By 4.00am, most British observers would have known that the White House was pretty much in the bag for Barack Obama. Mitt Romney had failed to take the battleground states that would have put him in pole position.
Now anyone who has ever sat up watching British, American or any other free country’s election night coverage will know that the numbers change as the night goes on. In the UK, at 1.00am Labour always looks from the seats already declared to be heading for a landslide. But only a fool would look at the seats already declared and extrapolate the same across the country.
We had already seen that on Wednesday morning. Romney was ahead in the Electoral College votes and then slipped back. By 4.00am he still had the edge in terms of the popular vote. But most of the map that hadn’t yet been coloured in – because the counts in those states hadn’t finished – was highly likely to vote for Obama.
At this point, most people would do some simple maths. Let Romney’s currrent lead be R. Let Obama’s likely lead in the remaining states (based on historical data) be O. Then if R > O then Romney wins, and if O > R then Obama wins. By 4.00am, R was about 1.6 million and O was (at a conservative guess) 2.6 million. Game over, Obama wins.
Over at the Telegraph Janet Daley didn’t need to bother herself with such calculations. Just as Fox News declared Obama the winner, she posted a piece telling us that it was quite possible that Romney would win the popular vote, thus vindicating clever people like her who had called it for Romney using ‘intuition’ as well as people who had ‘bored for the nation’ predicting an Obama win. Having made this triumphant announcement, she declared that she was off to bed, thus ending all debate.
Why post such a fact-free, graceless article? It just doesn’t make sense, so let’s apply the Yes Minister test. We know that the first option doesn’t really apply here. And the second is on dodgy ground if we assume that Janet Daley really must have watched election coverage before. But at the third option things it gets interesting. Much recent coverage has suggested that many Republicans simply refused to countenance the idea that their man might lose. Kept warm and cosy in their Fox News bubble, to assert a Romney win was enough. So maybe that explains our Janet’s post.
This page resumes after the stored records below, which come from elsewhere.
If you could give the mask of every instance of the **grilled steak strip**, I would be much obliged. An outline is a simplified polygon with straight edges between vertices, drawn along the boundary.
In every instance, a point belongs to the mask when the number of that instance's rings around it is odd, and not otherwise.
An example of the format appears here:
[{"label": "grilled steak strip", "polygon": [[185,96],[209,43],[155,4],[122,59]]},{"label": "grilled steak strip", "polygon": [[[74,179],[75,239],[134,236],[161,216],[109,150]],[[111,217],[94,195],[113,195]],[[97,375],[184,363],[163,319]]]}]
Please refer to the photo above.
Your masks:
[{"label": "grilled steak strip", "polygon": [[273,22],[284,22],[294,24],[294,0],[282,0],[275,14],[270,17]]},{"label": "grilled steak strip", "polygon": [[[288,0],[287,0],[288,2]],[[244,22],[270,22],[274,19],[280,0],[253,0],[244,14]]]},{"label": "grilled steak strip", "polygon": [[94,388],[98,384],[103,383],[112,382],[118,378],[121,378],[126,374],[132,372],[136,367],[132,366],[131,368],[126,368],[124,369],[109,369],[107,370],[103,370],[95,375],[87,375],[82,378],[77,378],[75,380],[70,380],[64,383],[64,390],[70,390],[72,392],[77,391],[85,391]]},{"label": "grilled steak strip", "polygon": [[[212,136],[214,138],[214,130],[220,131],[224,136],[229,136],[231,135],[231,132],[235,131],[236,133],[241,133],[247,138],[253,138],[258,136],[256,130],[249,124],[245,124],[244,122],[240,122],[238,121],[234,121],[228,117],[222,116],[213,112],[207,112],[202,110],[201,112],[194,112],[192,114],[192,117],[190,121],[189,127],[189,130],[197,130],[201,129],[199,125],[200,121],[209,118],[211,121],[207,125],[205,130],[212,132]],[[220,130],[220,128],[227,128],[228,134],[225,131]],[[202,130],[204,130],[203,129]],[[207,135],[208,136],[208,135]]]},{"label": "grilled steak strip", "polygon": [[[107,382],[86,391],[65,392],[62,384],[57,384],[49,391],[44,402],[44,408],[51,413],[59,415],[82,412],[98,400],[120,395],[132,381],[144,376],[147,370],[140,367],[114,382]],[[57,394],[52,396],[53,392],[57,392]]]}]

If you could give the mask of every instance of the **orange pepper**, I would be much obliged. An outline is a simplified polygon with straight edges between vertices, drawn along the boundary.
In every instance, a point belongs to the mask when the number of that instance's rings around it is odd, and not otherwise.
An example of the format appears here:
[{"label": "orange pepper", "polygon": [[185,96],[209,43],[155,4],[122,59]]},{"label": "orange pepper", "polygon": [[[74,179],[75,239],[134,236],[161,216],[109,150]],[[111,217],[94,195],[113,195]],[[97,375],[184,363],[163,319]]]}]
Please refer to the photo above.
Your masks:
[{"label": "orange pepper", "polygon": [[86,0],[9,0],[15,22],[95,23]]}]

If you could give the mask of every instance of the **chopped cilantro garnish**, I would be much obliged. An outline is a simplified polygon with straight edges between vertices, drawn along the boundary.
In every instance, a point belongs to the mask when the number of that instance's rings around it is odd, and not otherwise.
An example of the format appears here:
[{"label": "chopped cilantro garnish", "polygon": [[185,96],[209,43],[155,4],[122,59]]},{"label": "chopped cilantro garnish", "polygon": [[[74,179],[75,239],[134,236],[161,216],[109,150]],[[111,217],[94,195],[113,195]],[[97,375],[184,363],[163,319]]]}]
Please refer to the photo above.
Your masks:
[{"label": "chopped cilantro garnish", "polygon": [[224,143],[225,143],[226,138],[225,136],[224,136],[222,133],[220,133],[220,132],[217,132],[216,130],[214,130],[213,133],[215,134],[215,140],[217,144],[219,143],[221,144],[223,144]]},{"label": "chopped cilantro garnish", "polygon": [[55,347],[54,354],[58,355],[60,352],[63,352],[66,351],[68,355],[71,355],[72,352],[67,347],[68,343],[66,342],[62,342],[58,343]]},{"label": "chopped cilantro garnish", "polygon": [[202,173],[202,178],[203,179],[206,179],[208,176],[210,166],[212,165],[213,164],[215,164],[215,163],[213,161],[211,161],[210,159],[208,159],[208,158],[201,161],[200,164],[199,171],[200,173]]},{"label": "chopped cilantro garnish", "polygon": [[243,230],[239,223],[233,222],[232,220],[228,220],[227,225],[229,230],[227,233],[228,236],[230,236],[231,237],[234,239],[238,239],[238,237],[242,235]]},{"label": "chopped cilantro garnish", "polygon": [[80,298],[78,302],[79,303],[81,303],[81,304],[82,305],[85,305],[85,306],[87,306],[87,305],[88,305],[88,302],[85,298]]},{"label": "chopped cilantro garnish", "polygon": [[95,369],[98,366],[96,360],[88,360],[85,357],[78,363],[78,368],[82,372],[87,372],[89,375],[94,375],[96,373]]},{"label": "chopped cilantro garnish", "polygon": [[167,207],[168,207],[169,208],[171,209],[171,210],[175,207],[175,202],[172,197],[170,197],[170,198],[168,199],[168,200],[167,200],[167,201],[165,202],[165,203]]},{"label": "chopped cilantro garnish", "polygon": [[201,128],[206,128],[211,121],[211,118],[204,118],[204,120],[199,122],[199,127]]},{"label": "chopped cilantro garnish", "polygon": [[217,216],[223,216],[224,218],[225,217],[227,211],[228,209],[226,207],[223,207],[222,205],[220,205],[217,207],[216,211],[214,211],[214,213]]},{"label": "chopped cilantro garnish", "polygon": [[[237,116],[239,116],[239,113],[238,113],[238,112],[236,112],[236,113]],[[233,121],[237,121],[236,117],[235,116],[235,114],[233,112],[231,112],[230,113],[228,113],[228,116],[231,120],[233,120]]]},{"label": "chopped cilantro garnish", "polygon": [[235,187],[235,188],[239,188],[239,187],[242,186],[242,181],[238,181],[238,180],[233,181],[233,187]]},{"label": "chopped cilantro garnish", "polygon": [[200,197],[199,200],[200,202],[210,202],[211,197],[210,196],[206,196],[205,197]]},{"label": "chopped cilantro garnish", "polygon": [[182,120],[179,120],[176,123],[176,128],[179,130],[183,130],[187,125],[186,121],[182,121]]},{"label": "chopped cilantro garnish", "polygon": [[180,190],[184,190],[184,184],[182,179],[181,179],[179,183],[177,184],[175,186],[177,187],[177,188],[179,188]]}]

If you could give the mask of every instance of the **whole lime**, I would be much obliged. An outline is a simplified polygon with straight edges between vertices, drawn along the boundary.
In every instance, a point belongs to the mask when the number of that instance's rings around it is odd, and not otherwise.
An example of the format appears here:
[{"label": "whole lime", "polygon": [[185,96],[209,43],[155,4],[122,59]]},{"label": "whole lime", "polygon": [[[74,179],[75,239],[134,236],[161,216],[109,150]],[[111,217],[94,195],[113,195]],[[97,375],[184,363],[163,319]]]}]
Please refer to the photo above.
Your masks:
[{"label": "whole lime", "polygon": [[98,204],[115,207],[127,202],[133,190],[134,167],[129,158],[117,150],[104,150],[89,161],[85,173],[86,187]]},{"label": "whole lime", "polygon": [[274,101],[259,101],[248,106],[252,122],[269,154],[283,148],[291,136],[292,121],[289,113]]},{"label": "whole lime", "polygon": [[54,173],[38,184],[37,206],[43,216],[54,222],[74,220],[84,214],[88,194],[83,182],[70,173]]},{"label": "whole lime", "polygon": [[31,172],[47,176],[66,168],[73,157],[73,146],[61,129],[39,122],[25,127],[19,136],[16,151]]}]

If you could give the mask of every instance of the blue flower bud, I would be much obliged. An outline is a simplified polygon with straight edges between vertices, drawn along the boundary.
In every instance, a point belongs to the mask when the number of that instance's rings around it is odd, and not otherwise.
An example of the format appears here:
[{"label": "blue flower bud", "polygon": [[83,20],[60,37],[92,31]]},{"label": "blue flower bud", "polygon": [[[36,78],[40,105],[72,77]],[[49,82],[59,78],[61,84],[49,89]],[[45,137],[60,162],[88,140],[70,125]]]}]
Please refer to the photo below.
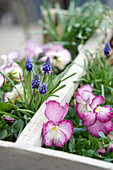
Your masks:
[{"label": "blue flower bud", "polygon": [[25,66],[26,66],[26,70],[31,72],[33,68],[33,63],[31,62],[30,58],[26,58]]},{"label": "blue flower bud", "polygon": [[45,63],[42,66],[42,70],[44,71],[44,74],[48,73],[51,71],[51,63],[49,57],[46,59]]},{"label": "blue flower bud", "polygon": [[40,94],[44,94],[47,92],[47,85],[46,83],[42,84],[42,86],[39,87]]},{"label": "blue flower bud", "polygon": [[111,46],[110,46],[110,43],[107,42],[107,43],[105,44],[104,54],[105,54],[105,55],[108,55],[110,51],[111,51]]},{"label": "blue flower bud", "polygon": [[33,78],[33,80],[31,80],[31,82],[32,82],[32,88],[33,89],[39,87],[40,80],[39,80],[39,76],[38,76],[37,73],[36,73],[35,77]]}]

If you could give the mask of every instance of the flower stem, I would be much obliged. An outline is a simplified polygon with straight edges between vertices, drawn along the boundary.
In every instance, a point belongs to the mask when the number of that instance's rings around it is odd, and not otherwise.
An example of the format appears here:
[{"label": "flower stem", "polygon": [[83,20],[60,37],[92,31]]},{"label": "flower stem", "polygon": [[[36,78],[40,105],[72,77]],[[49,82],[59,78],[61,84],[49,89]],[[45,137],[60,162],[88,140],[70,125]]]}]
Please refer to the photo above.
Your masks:
[{"label": "flower stem", "polygon": [[32,103],[34,94],[35,94],[35,88],[34,88],[34,90],[33,90],[33,94],[32,94],[31,99],[30,99],[29,109],[30,109],[30,107],[31,107],[31,103]]},{"label": "flower stem", "polygon": [[[41,98],[42,98],[42,94],[40,94],[40,98],[39,98],[39,101],[38,101],[38,103],[37,103],[37,110],[38,110],[38,107],[39,107],[39,104],[40,104]],[[37,110],[36,110],[36,111],[37,111]]]},{"label": "flower stem", "polygon": [[29,88],[30,88],[30,96],[32,95],[32,87],[31,87],[31,72],[29,73]]},{"label": "flower stem", "polygon": [[43,82],[44,82],[44,80],[45,80],[45,77],[46,77],[46,75],[44,74],[43,79],[42,79],[42,82],[41,82],[41,85],[43,84]]}]

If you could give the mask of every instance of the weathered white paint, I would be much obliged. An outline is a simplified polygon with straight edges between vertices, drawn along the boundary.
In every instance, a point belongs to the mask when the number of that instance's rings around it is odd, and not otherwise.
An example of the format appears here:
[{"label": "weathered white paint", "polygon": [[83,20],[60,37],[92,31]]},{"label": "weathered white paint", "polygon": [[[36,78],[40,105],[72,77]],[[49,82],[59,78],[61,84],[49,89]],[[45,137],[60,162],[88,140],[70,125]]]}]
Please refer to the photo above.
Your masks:
[{"label": "weathered white paint", "polygon": [[[109,31],[108,36],[111,36],[111,32]],[[90,38],[87,43],[84,45],[82,50],[80,51],[79,55],[74,60],[74,63],[72,67],[69,69],[69,71],[64,76],[67,77],[73,73],[76,72],[76,75],[73,77],[70,77],[69,79],[62,82],[62,84],[66,84],[66,86],[58,91],[56,95],[59,97],[50,97],[45,102],[49,100],[57,100],[62,105],[64,105],[66,102],[69,102],[75,89],[78,86],[78,83],[73,83],[73,81],[80,79],[84,74],[85,71],[81,66],[84,66],[84,60],[86,60],[86,55],[84,53],[84,50],[89,50],[91,53],[95,53],[96,49],[98,48],[98,41],[102,42],[104,38],[104,34],[96,34],[92,38]],[[106,38],[107,39],[107,38]],[[79,64],[79,65],[77,65]],[[32,120],[28,123],[28,125],[25,127],[23,132],[21,133],[19,139],[17,140],[17,144],[23,144],[23,145],[29,145],[29,146],[41,146],[42,145],[42,137],[41,137],[41,130],[42,125],[45,121],[47,121],[44,111],[45,111],[45,102],[42,104],[42,106],[39,108],[39,110],[36,112]]]},{"label": "weathered white paint", "polygon": [[[111,36],[111,32],[108,35]],[[77,65],[84,65],[84,49],[94,53],[98,47],[96,39],[102,42],[103,38],[103,34],[96,35],[96,38],[95,36],[92,37],[85,44],[74,61],[76,64],[73,64],[65,77],[74,72],[76,72],[76,75],[63,82],[66,87],[57,93],[59,98],[51,97],[48,100],[57,100],[62,105],[70,101],[74,90],[78,86],[78,84],[73,84],[73,81],[85,74],[83,68]],[[111,163],[41,148],[41,128],[46,121],[44,110],[45,103],[28,123],[16,143],[0,141],[0,170],[113,170],[113,164]]]},{"label": "weathered white paint", "polygon": [[113,170],[113,164],[41,147],[0,141],[0,170]]}]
Option 4 – Janet as stooge – provides us with a conspiracy theory. Nate Silver had predicted the likelihood of an Obama electoral college win/Romney popular vote win at about 7%. Pretty unlikely in other words. I don’t remember the Bush/Cheney ticket complaining about what happened in 2000. But in 2012 the Republicans were quick to suggest that their man might really be the rightful winner of the election. That, of course, would have potentially (and I have to say potentially) changed the media narrative – useful if you’re playing catch up. All it takes is for someone like Janet to say that Romney is up. Then other conservative news outlets can link to her piece claiming it’s a genuine piece of an analysis. The idea is that it snowballs from there, and you’re in business.
Option 5 suggests that Janet is a troll, deliberately winding up her audience to increase the number of comments. There’s been some debate in the past about how seriously this was taken at the Telegraph. Janet is sitting behind a desk, stroking a white cat, pressing F5 and laughing maniacally as she strokes the anger bone of middle England. If that’s the case the joke is on me for writing about it. Fair enough. But I think even Ernst Stavro Blofeld would have set his sights a bit higher than being a wind-up merchant. Which ever way, Janet, is this the best you can do? As for the Yes Minister test, written for a pre-internet era, it’s every bit as relevant today.